Elle ne se posa pas plus de questions et retourna vers ses occupations. Elle ne se permettrait plus de pleurer autant. En une matinée, c'était suffisant. C'était elle qui devait surmonter cela. Elle devait aider son fils à aller mieux moralement. Elle ne devait pas laisser Karin supporter tout ce poids sur ses frêles épaules. Elle devait faire ce qu'elle savait le mieux : montrer aux gens qu'elle était capable de s'occuper de son fils. Alors elle souriait toujours. Ce sourire lui montrait une chose : il représentait son courage.

Elle se dirigea vers sa salle de bain et se regarda dans le miroir. Habituellement, ses lèvres étaient toujours teintées d'une sublime couleur rouge vif. Aujourd'hui, elles paraissaient si ternes. Elle prit appui sur le lavabo et soupira brièvement, ne coupant pas le contact avec son reflet.

Elle s'attarda sur la tâche de sang qui imprégnait le bandage de sa main. Elle remarqua les yeux de Naruto se poser sur cette blessure. Mais épuisé et incapable de parler davantage, il se tut.
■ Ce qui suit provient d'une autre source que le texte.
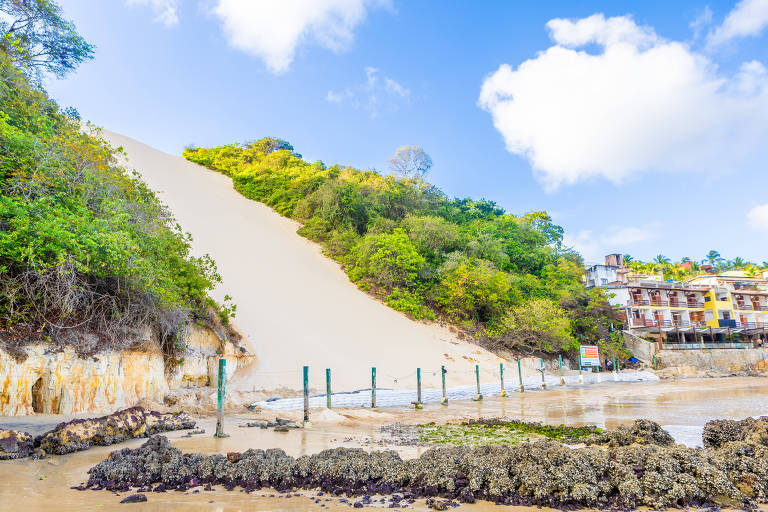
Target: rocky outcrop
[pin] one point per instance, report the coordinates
(538, 473)
(681, 363)
(719, 432)
(15, 444)
(59, 381)
(115, 428)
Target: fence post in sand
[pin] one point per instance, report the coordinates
(501, 376)
(307, 423)
(220, 412)
(477, 378)
(418, 403)
(444, 400)
(562, 379)
(373, 387)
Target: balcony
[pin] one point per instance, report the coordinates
(673, 304)
(667, 324)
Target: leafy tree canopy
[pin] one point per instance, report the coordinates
(37, 39)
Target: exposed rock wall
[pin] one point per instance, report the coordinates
(61, 382)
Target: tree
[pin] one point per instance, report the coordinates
(38, 40)
(713, 258)
(410, 161)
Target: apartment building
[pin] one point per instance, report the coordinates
(719, 310)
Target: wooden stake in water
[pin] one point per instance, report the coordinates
(306, 397)
(562, 378)
(501, 377)
(222, 392)
(444, 400)
(418, 403)
(477, 377)
(373, 387)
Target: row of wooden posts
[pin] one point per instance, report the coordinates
(444, 400)
(418, 403)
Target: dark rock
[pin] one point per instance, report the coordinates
(15, 444)
(134, 498)
(115, 428)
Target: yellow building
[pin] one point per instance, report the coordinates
(729, 309)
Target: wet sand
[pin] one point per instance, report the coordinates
(680, 406)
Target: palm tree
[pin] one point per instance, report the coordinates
(713, 257)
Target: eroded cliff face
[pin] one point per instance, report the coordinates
(61, 382)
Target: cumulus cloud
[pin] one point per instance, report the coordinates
(748, 18)
(166, 11)
(758, 217)
(635, 102)
(375, 93)
(273, 29)
(593, 246)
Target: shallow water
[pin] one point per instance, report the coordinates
(680, 406)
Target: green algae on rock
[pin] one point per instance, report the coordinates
(647, 472)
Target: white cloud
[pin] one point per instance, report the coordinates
(374, 94)
(748, 18)
(637, 103)
(166, 11)
(758, 217)
(273, 29)
(593, 246)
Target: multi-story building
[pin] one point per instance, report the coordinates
(724, 310)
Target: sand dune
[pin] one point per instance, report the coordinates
(297, 306)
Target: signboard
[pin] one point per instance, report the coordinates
(589, 356)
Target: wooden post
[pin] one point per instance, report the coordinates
(501, 377)
(373, 387)
(418, 403)
(222, 393)
(306, 397)
(477, 378)
(444, 400)
(581, 376)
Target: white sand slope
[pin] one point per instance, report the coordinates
(296, 305)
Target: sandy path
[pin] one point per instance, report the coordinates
(296, 306)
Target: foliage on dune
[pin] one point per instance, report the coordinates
(463, 261)
(88, 254)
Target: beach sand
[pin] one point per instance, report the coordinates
(296, 306)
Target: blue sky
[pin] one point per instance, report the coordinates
(639, 126)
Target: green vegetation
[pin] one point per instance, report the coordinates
(88, 254)
(498, 432)
(504, 278)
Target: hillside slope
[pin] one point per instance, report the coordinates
(297, 306)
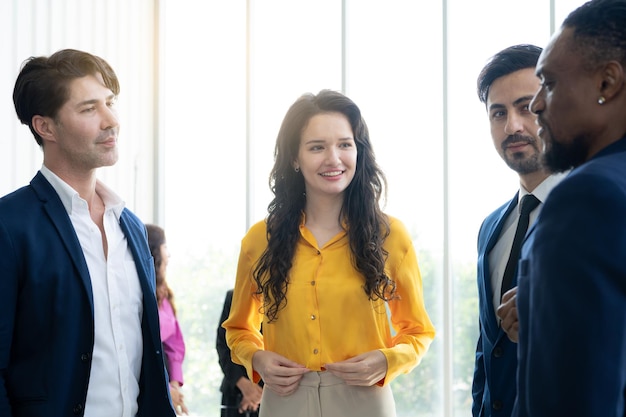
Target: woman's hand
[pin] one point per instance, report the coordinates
(364, 370)
(177, 399)
(279, 374)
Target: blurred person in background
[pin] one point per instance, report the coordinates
(171, 335)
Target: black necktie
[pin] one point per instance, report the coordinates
(528, 204)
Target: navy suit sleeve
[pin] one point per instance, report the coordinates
(232, 371)
(478, 383)
(8, 300)
(576, 353)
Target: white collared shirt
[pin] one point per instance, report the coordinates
(118, 303)
(499, 255)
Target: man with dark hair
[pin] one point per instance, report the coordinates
(79, 328)
(506, 85)
(572, 272)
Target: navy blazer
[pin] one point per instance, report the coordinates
(493, 387)
(572, 295)
(46, 310)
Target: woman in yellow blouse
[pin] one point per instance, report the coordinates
(328, 274)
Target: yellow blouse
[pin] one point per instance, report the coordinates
(328, 317)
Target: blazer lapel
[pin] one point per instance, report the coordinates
(491, 324)
(57, 214)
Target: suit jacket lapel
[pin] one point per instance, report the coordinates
(492, 323)
(54, 209)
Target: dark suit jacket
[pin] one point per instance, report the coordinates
(493, 388)
(46, 310)
(572, 295)
(232, 371)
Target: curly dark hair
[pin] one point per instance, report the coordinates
(507, 61)
(599, 31)
(367, 226)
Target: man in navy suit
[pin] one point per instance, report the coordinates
(506, 86)
(79, 330)
(572, 272)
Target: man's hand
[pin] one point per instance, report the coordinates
(507, 312)
(177, 399)
(251, 393)
(279, 374)
(364, 370)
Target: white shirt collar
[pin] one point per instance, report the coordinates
(68, 195)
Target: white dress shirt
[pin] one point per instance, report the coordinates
(118, 303)
(499, 255)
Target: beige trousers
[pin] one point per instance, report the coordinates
(321, 394)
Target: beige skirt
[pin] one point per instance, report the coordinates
(321, 394)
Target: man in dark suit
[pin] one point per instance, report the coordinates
(240, 396)
(79, 330)
(572, 272)
(506, 85)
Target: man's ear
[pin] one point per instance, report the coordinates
(612, 80)
(44, 126)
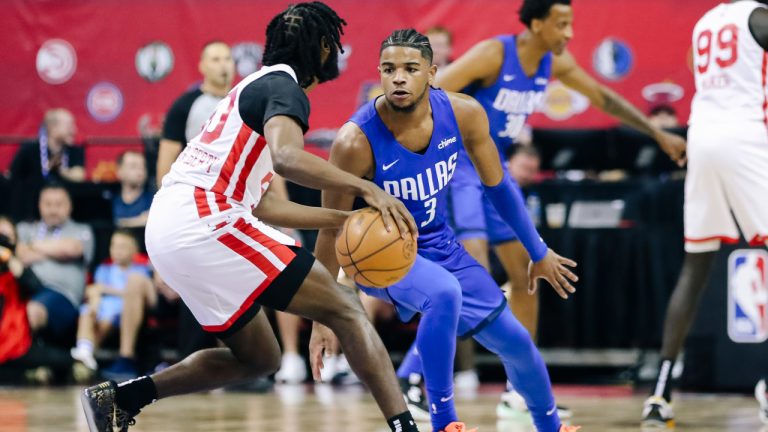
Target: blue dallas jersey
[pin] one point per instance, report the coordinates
(418, 180)
(513, 97)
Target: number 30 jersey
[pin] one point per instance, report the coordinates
(729, 67)
(419, 180)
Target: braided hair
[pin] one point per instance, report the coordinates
(294, 37)
(409, 38)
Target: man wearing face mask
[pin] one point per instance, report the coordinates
(52, 157)
(190, 111)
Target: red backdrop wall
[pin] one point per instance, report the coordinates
(652, 39)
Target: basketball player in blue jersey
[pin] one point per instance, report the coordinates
(508, 76)
(408, 141)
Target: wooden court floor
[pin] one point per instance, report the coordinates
(326, 409)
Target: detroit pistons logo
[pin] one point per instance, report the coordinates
(56, 61)
(104, 102)
(247, 56)
(154, 61)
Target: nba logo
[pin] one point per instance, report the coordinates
(748, 296)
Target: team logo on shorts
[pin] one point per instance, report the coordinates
(56, 61)
(154, 61)
(612, 59)
(748, 296)
(247, 56)
(104, 102)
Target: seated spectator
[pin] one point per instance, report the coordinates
(51, 158)
(131, 207)
(18, 353)
(120, 293)
(58, 251)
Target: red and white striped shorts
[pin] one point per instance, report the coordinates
(222, 264)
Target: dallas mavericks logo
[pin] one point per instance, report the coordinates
(154, 61)
(612, 59)
(748, 296)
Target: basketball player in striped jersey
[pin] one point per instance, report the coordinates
(727, 170)
(407, 141)
(207, 233)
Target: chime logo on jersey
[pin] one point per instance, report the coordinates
(423, 185)
(748, 296)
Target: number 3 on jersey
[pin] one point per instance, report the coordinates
(215, 124)
(726, 52)
(430, 204)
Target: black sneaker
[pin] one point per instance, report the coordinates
(414, 397)
(101, 412)
(657, 414)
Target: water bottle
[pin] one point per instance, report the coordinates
(533, 203)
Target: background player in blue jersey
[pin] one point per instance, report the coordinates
(508, 76)
(408, 143)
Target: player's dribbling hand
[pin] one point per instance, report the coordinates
(673, 145)
(393, 212)
(553, 269)
(322, 342)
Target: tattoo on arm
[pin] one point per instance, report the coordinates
(620, 108)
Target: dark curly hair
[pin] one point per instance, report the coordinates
(294, 37)
(537, 9)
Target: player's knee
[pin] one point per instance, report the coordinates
(37, 315)
(446, 295)
(261, 362)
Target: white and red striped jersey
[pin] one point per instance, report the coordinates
(729, 67)
(228, 162)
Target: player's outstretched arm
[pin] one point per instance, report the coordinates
(278, 211)
(565, 68)
(351, 153)
(507, 198)
(286, 143)
(481, 63)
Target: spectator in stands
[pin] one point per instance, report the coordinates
(131, 207)
(118, 297)
(441, 40)
(58, 251)
(663, 116)
(189, 112)
(523, 164)
(18, 353)
(52, 157)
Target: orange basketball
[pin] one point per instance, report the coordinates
(369, 254)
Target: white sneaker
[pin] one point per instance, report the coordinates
(761, 394)
(292, 369)
(466, 381)
(513, 407)
(85, 357)
(329, 368)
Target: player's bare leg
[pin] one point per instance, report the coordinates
(251, 352)
(657, 411)
(321, 299)
(524, 306)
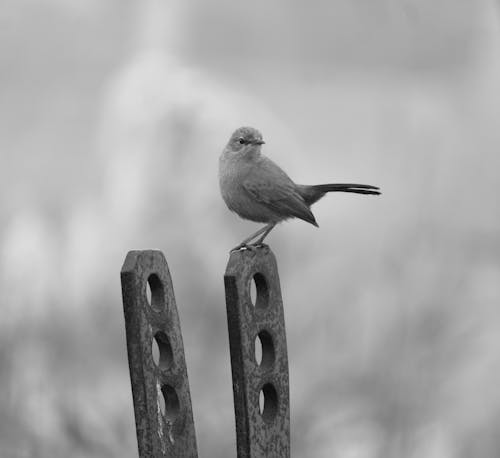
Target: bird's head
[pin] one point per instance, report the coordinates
(245, 139)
Le rouge était sa couleur favorite. Le rouge représentait également son courage. Alors lorsqu'elle étirait ses lèvres rougies d'un sourire éclatant, elle se sentait vivante et courageuse. C'était ce qui lui permettait de poursuivre son chemin ardu. Mais aujourd'hui, cela la dégoutait plus qu'autre chose.

Elle se demandait pourquoi elle souriait si ce n'était que de se prouver à elle-même qu'elle était courageuse. Elle resserra sa poigne sur le bord du lavabo.

Baladant ses grands yeux endoloris sur les murs blancs âcre de la petite pièce, le visage de son ange à elle apparut ; son fils. Elle obtint la réponse évidente à sa question. Elle le faisait pour sa moitié, la chair de son sang. Elle le faisait pour croire à sa guérison, pour ne cesser d'espérer à sa lumière qui l'éblouira. Elle le faisait pour son fils, sa raison de vivre.

Elle savait que Naruto faisait la même chose. Il souriait pour elle, pour l'encourager. Pour lui montrer qu'il était encore vivant et qu'il le resterait encore longtemps. Sa façon à lui de lui dire qu'il se battait toujours.

Tout cela mena au même but : tous les deux se souriaient afin d'encourager l'autre. Afin de s'entraider mutuellement.

Car sans leur sourire, ils ne pourraient pas survivre.